Mongolia first tendered the project in 2011, when it hired the Asian Development Bank as an adviser. After a bidding process involving many international investors, Mongolia shortlisted four consortia, and in May 2012 announced that a consortium led by French multinational electric utility company GDF SUEZ had emerged as the preferred bidder.

However, when Mongolia’s new government was elected later that year, many terms of the PPP were called into question.

After long consultation, the Mongolian government made its final offer in February 2013, and in August the original GDF consortium was confirmed as the preferred bidder. The private investors are currently negotiating terms of the $1.2 billion project, and a deal could be signed as early as this quarter.


Three consortia have been shortlisted for the A$1.6 billion (€1.05 billion; $1.4 billion) Sydney light rail PPP.

The consortia are: SydneyConnect (Serco, John Holland and Plenary Group); iLinQ (Keolis Downer, Balfour Beatty, McConnell Dowell, Bombardier and Macquarie Capital); and Connecting Sydney (Transdev, Alstom Transport Australia and Capella Capital).

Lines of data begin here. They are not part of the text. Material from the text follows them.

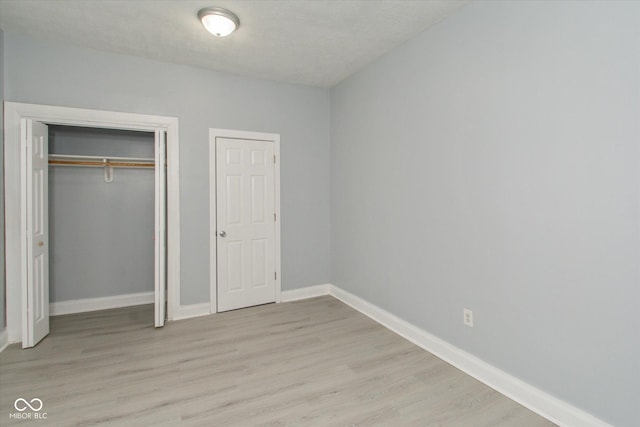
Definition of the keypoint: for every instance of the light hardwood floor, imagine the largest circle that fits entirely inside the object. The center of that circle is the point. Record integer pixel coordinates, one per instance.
(314, 362)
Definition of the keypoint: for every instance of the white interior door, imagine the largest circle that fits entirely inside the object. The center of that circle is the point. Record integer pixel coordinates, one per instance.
(36, 315)
(160, 276)
(245, 222)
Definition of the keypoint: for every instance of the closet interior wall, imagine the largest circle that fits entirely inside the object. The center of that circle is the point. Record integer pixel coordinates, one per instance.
(101, 233)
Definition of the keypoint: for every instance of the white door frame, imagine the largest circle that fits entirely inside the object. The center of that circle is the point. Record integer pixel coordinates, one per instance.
(213, 256)
(16, 236)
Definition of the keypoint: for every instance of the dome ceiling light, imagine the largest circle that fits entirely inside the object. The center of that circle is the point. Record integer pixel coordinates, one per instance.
(218, 21)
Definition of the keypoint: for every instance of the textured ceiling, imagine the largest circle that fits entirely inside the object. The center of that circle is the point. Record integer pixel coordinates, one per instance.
(311, 42)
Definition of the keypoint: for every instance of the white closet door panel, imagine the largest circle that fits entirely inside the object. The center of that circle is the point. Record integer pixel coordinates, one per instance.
(37, 202)
(160, 269)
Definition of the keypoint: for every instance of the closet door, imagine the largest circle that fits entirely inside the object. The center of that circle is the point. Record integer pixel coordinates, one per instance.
(35, 319)
(160, 227)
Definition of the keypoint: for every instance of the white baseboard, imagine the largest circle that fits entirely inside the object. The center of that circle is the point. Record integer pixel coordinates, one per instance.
(304, 293)
(102, 303)
(192, 310)
(4, 339)
(550, 407)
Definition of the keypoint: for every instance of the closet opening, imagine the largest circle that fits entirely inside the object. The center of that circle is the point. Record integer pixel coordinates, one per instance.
(114, 147)
(101, 198)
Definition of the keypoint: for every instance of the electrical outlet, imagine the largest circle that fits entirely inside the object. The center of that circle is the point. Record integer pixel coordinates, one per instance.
(467, 317)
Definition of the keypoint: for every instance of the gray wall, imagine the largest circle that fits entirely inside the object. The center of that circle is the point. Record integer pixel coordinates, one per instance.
(493, 163)
(49, 73)
(3, 310)
(101, 234)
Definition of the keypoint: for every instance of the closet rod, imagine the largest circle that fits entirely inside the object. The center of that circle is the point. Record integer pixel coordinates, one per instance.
(56, 162)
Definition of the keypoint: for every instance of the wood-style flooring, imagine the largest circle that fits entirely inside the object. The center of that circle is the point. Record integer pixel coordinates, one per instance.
(314, 362)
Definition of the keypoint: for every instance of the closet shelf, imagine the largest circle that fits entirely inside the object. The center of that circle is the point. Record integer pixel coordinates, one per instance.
(100, 161)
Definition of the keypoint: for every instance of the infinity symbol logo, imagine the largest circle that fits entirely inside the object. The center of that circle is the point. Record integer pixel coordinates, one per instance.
(21, 404)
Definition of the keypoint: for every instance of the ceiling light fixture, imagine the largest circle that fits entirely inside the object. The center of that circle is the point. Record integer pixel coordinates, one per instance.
(218, 21)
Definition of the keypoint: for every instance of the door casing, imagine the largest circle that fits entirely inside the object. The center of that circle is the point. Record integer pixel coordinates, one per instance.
(15, 233)
(237, 134)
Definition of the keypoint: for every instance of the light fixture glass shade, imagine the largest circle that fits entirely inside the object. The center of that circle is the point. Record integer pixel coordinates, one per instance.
(219, 22)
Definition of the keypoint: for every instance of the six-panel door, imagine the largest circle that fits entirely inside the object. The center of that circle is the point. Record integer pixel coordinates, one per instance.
(245, 182)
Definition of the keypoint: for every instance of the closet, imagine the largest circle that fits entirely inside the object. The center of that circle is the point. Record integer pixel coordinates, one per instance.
(101, 217)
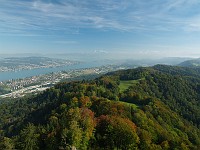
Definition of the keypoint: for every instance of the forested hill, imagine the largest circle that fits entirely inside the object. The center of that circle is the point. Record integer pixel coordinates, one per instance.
(144, 108)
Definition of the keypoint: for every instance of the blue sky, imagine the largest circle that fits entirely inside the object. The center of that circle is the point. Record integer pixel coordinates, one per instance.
(129, 27)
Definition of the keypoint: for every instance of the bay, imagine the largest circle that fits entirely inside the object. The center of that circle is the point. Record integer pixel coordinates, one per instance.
(34, 72)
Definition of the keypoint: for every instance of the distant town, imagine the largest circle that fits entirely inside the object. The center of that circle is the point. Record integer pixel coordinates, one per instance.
(35, 84)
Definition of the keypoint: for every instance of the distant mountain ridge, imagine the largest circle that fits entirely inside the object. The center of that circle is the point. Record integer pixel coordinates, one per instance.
(143, 108)
(191, 63)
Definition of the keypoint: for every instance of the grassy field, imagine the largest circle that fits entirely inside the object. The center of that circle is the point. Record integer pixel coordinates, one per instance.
(124, 85)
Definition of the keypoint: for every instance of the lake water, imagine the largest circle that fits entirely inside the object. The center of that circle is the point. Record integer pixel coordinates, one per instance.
(28, 73)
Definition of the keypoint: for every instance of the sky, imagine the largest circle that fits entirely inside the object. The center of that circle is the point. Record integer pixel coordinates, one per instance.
(135, 28)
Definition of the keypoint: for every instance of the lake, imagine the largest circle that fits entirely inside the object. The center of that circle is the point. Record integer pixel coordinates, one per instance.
(34, 72)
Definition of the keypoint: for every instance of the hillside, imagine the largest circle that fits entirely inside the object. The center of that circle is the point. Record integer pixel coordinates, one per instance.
(144, 108)
(191, 63)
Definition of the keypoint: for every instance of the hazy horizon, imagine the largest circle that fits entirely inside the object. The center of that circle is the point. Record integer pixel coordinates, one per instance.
(127, 29)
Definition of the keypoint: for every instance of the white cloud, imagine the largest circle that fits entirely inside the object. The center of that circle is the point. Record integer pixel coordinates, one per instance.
(127, 15)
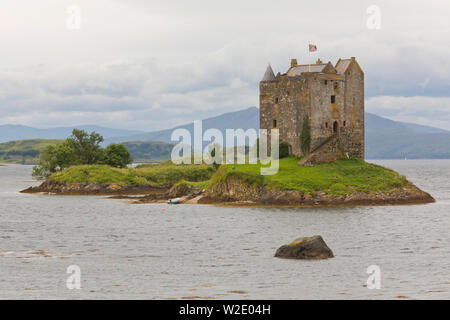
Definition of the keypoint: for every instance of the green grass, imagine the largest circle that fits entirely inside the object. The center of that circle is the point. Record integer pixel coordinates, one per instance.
(24, 151)
(157, 174)
(98, 174)
(337, 178)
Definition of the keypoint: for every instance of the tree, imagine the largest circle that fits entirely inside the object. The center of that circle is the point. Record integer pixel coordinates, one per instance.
(305, 137)
(86, 146)
(54, 158)
(80, 148)
(117, 155)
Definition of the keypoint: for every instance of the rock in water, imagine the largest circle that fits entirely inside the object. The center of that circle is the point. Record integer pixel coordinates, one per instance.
(305, 248)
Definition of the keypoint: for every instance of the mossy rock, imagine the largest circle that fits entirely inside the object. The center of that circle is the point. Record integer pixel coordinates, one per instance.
(305, 248)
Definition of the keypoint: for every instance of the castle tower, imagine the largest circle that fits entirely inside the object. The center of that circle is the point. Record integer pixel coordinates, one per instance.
(330, 97)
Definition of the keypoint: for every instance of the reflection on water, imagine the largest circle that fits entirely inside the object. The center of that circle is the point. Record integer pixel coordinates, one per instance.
(155, 251)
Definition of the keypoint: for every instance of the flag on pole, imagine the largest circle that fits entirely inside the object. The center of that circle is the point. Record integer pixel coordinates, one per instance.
(312, 48)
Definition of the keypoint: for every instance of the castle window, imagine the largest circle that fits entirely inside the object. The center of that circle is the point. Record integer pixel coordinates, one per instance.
(335, 126)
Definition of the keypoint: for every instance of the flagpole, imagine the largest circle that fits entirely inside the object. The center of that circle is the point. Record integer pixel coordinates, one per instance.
(309, 52)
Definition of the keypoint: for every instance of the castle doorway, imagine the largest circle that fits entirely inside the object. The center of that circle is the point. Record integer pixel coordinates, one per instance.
(335, 126)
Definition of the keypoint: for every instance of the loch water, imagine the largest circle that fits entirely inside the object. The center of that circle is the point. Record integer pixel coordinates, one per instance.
(160, 251)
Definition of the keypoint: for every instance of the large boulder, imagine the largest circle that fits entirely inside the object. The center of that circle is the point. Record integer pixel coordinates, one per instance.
(305, 248)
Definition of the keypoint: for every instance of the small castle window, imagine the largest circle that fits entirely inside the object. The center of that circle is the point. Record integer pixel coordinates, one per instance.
(333, 99)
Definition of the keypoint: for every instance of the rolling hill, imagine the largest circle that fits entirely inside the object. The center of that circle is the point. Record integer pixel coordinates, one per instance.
(23, 151)
(385, 139)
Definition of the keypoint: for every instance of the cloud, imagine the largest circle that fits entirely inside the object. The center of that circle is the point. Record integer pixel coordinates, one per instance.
(433, 111)
(153, 64)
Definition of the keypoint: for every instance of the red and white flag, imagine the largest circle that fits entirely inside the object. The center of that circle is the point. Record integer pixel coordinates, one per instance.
(312, 48)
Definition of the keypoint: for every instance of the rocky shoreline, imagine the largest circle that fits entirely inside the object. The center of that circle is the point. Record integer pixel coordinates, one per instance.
(235, 192)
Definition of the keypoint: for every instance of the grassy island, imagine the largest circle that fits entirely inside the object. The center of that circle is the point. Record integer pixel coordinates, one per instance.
(340, 177)
(343, 182)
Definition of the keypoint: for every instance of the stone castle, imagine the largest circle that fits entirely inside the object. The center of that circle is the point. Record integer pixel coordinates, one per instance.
(330, 97)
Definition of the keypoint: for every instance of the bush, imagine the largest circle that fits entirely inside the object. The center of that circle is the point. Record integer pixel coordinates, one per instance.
(117, 155)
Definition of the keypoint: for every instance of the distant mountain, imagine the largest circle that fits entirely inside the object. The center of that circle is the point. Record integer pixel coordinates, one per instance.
(244, 119)
(149, 151)
(385, 139)
(11, 132)
(24, 151)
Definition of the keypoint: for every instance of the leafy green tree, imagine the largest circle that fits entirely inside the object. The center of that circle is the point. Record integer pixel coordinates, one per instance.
(80, 148)
(54, 158)
(305, 136)
(86, 146)
(117, 155)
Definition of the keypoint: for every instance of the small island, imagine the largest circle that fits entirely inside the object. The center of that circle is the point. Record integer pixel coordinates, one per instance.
(317, 111)
(343, 182)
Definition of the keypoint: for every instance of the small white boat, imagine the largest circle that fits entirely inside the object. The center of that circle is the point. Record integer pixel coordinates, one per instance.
(174, 201)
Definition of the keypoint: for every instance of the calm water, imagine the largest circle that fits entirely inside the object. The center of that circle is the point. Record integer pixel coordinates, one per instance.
(156, 251)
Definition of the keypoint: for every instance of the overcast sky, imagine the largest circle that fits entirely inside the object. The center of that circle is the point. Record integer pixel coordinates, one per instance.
(149, 65)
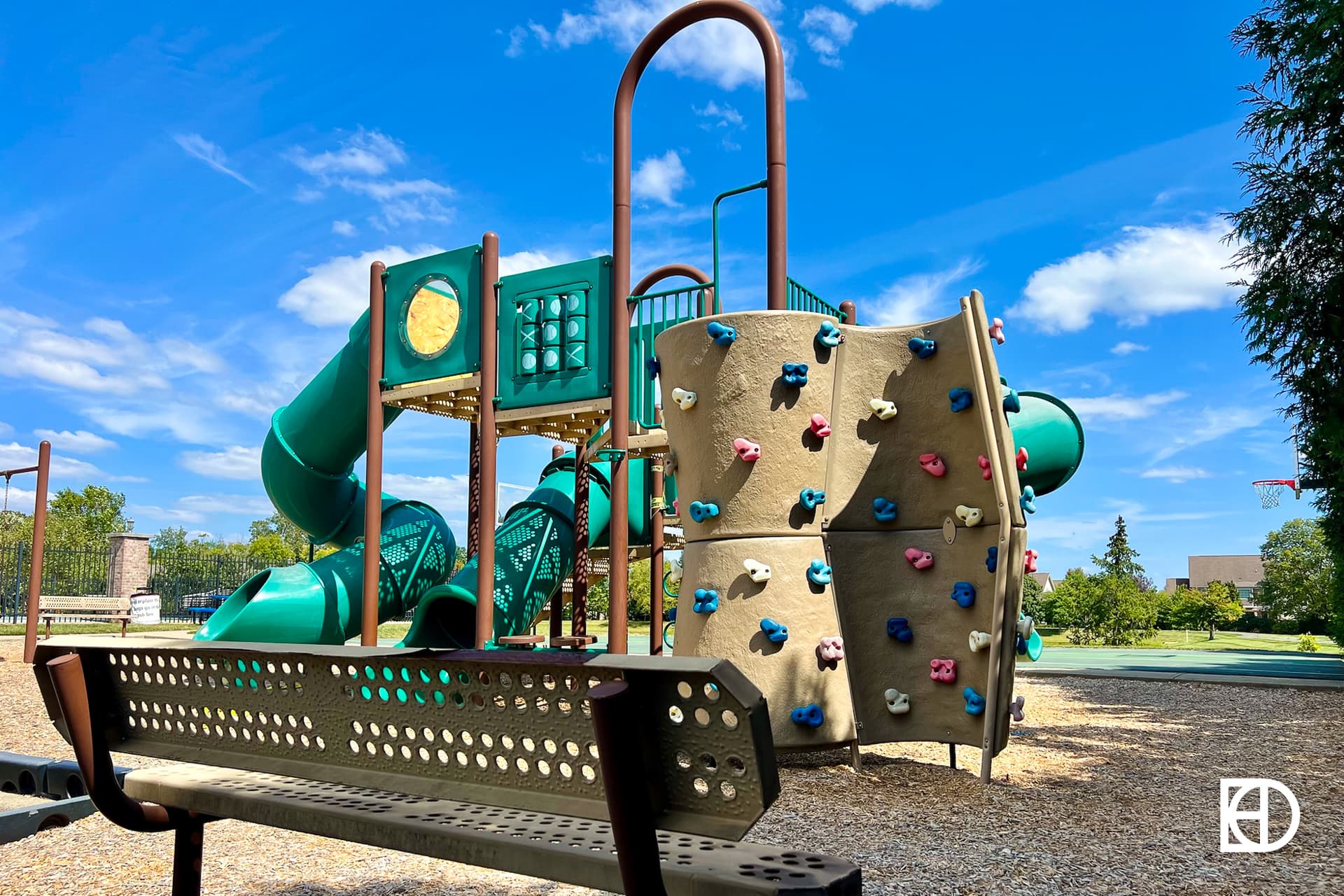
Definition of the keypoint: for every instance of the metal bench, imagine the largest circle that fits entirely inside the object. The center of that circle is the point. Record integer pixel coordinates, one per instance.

“It is very encouraging that the strong participation in market sounding and industry briefings last year has translated into responses from high quality firms,” said Gladys Berejiklian, New South Wales’ Transport Minister.

The contract involves the design, construction, service relocations, operations and maintenance of a 12-kilometre network linking Circular Quay, the Central station, Sydney Cricket Ground and Randwick racecourse. It also covers the operation and maintenance of the Inner West Light Rail network.

The project is broken down into two contracts – one for the PPP and one for early works. A shortlist for the early works contract was announced previously and comprised: Laing O’Rourke Australia Construction; Leighton Contractors; and a joint venture between Downer EDI Works and Parsons Brinckerhoff Australia.